For the three months ended June 30, 2014 and 2013, the Company recognized revenue of $6.5 million and $2.0 million, respectively, related to amortization of the up-front and other license fees, and $2.6 million and $5.3 million for collaborative development services. For the six months ended June 30, 2014 and 2013, the Company recognized revenues of $9.7 million and $4.0 million, respectively, related to amortization of the up-front and other license fees, and $7.9 million and $9.9 million for collaborative development services. As of June 30, 2014 and December 31, 2013, the Company had total deferred revenue of $56.4 million and $40.3 million related to the AstraZeneca license agreement.

Sanofi SA (“Sanofi”)

In February 2014, the Company entered into a License Option and License Agreement with Sanofi (“Option and License Agreement”) for its NaP2b phosphate transport inhibitor program. NaP2b is an intestinal phosphate transporter whose activity accounts for a significant portion of dietary phosphate absorption in humans. The inhibition of NaP2b is believed to have utility for the treatment of hyperphosphatemia (elevated serum phosphate) in patients with end stage renal disease (ESRD) and other forms of chronic kidney disease (CKD). Under the Option and License Agreement, the Company granted Sanofi an exclusive worldwide license to conduct research utilizing the Company’s small molecule NaP2b inhibitors. In addition, Sanofi has the option to obtain an exclusive license to develop, manufacture and commercialize the Company’s NaP2b inhibitors. Sanofi is advancing this program towards first-in-human clinical trials. Under the Option and License Agreement, Sanofi is responsible for all of the costs and expenses for research and preclinical activities and, should it exercise its option, for the development and commercialization efforts under the program. Under the Option and License Agreement, the Company received a payment of $1.25 million, which was recognized as revenue after the Company provided to Sanofi the background know-how, listed patents, and materials (together, the “Technology Transfer Deliverables”) in May 2014 pursuant to the Option and License Agreement.

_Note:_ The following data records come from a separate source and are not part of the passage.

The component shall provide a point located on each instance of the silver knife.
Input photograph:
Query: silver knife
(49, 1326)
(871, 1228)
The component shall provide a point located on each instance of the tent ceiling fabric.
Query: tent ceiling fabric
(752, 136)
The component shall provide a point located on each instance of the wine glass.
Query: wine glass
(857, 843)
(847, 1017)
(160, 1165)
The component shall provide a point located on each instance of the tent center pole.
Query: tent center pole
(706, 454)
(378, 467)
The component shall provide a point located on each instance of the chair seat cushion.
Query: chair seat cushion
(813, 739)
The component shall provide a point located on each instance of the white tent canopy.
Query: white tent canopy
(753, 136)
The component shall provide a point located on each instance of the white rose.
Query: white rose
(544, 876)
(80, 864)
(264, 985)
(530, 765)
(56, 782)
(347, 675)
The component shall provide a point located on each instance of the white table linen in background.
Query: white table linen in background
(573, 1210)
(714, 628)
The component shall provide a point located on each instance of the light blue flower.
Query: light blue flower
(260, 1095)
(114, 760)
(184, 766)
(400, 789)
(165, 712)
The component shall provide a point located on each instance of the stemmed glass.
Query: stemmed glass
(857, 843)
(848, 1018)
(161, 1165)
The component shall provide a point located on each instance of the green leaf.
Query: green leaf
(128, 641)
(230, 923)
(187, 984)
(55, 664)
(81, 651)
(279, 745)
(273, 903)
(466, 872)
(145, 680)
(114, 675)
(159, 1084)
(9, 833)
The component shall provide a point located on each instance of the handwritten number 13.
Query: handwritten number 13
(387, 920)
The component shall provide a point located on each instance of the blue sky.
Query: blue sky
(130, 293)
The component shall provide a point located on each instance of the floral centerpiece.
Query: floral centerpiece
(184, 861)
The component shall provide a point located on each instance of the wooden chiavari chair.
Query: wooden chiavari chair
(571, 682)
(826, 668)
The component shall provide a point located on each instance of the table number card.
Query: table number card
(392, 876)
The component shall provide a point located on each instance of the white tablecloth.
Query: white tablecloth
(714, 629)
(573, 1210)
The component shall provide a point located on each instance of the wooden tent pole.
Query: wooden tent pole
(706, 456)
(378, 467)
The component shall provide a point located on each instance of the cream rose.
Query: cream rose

The Company has the potential to earn future development, regulatory and commercial milestone payments of up to $196.8 million if Sanofi continues to advance the program into development and through commercialization. If a NaP2b inhibitor is commercialized by Sanofi as a result of this program, the Company will receive tiered royalties ranging from mid-single digits into the low double digits. As part of the arrangement with Sanofi, the Company retains an option to participate in co-promotional activities in the United States. Future potential milestone payments do not meet the criteria to be considered substantive milestones, and therefore will be treated as other contingent consideration and recognized as revenue as they are achieved as the Company has no performance obligations under the Option and License Agreement. No milestones have been received since the inception of the agreement.